Dans les différentes années du cycle liturgique, l’Église nous propose, pour la fête du « Christ, Roi de l’Univers », trois évangiles afin de nous aider à mieux comprendre cette royauté. En les lisant, nous découvrons qu’il s’agit d’une royauté à la fois des « mains », de l’esprit et du cœur.
Le plus célèbre de ces évangiles est celui du Jugement dernier (Mt 25,31-46, année A), où il nous est dit que la valeur suprême, pour les disciples du Christ, est la charité en actes. Cela se voit dans nos mains qui nourrissent l’affamé, donnent à manger ou à boire à qui en a besoin, comme dans les visites que nous faisons aux malades ou aux prisonniers.

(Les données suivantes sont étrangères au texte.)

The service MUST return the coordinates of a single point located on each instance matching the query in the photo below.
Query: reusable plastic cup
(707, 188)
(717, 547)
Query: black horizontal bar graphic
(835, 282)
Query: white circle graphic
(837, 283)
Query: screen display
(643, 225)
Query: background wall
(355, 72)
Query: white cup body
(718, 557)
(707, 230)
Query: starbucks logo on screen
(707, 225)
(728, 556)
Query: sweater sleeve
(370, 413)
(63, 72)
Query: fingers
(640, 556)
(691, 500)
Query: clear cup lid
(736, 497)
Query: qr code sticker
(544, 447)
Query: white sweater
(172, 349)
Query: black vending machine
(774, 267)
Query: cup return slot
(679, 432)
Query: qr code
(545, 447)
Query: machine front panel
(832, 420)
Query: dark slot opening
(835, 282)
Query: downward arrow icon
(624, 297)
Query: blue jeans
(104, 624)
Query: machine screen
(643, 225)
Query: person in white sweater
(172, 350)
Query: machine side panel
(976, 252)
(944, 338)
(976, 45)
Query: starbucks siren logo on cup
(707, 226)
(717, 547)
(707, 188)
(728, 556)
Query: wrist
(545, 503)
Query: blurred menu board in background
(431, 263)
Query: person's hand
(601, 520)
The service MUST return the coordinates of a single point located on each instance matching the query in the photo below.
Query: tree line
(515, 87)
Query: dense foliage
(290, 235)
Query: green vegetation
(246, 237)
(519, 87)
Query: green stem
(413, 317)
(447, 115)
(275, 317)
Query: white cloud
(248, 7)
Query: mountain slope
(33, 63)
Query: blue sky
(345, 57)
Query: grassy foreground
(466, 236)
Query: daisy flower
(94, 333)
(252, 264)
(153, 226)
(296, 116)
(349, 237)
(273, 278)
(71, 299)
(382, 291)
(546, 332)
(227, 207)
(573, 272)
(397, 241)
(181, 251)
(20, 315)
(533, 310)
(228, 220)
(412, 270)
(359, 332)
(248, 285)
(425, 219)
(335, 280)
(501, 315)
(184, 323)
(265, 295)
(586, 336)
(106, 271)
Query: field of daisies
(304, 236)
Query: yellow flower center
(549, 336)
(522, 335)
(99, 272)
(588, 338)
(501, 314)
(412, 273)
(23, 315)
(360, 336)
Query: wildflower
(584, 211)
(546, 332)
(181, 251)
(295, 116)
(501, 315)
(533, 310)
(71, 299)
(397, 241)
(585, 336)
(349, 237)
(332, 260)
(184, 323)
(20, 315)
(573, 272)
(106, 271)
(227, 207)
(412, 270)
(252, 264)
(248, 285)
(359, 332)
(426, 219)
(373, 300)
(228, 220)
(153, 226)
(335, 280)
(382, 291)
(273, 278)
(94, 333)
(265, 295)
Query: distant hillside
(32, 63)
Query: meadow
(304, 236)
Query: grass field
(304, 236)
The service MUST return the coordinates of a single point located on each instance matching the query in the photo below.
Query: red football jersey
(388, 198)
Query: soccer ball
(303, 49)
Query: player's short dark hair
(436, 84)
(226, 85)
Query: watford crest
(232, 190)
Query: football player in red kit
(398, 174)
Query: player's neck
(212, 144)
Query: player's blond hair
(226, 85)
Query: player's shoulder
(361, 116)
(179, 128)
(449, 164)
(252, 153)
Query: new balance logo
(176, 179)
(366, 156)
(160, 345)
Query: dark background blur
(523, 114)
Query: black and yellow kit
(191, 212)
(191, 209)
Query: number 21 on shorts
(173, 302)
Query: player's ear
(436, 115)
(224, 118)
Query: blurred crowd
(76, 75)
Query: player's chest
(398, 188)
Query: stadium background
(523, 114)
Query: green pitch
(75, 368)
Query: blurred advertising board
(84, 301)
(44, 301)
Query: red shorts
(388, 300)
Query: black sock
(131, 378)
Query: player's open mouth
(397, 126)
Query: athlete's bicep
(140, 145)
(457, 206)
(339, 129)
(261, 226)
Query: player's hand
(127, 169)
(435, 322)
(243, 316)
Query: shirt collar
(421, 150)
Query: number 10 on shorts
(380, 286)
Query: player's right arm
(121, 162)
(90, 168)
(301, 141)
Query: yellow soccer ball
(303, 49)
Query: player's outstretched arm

Le dialogue de Jésus avec Pilate est le texte le plus élevé, le plus audacieux (Jn 18,33-37, année B). Il nous fait assister à la confrontation entre un juif, condamné à mort, et le procurateur de la puissance occupante, que la réponse de Jésus désarçonne complètement: « Je suis roi, tu l’as dit. Je suis venu pour rendre témoignage à la Vérité. » Voilà un second aspect de sa royauté.
Mais le plus émouvant des trois évangiles, c’est sans doute celui d’aujourd’hui, où l’on voit Jésus, dans un dénuement total, capable encore d’ouvrir les portes du Royaume à son compagnon d’infortune. Il dit au bon larron: « Aujourd’hui, tu seras avec moi dans le paradis. » Il accueillera, dans le Royaume de son Père, ce criminel mourant à ses côtés.
Nous, les disciples du Christ, nous participons à cette seigneurie, et nous la confessons en fêtant le Christ, Roi de l’Univers. Nous en avons reçu le signe et le symbole par l’onction du saint chrême au jour de notre baptême. Nous pouvons donc nous poser des questions toutes simples: « Mes mains sont-elles engagées dans le service des pauvres ? »; « Mon intelligence se déploie-t-elle avec une liberté souveraine par rapport à la logique de la puissance qui gouverne le monde ? »; « Mon cœur est-il tourné vers le paradis pour inviter les autres, surtout les perdus de la terre, à y entrer, puisque nous avons tous notre place préparée dans le Royaume ? »
En contemplant la scène décrite par l’Évangile de ce dimanche, nous pouvons reprendre la question des Semaines sociales: « Que ferons-nous de l’homme ? »
Qui d’entre nous peut prévoir le futur ? Qui aurait cette audace ? Toutefois, l’éclairage donné par le présent n’est guère réconfortant. Les conférences de ces jours nous montrent ce que l’homme aujourd’hui fait – ou peut faire – de l’homme, avec toutes les prouesses de la technique et de la science. « L’homme ne trouve pas en lui-même sa règle », disait Blondel.
Si le futur n’est pas prévisible, et si le présent est inquiétant, qu’en est-il du passé ? Nous apporte-t-il une réponse et des éléments de compréhension sur ce que l’homme fait de l’homme ? Les Écritures ne nous épargnent pas le trouble.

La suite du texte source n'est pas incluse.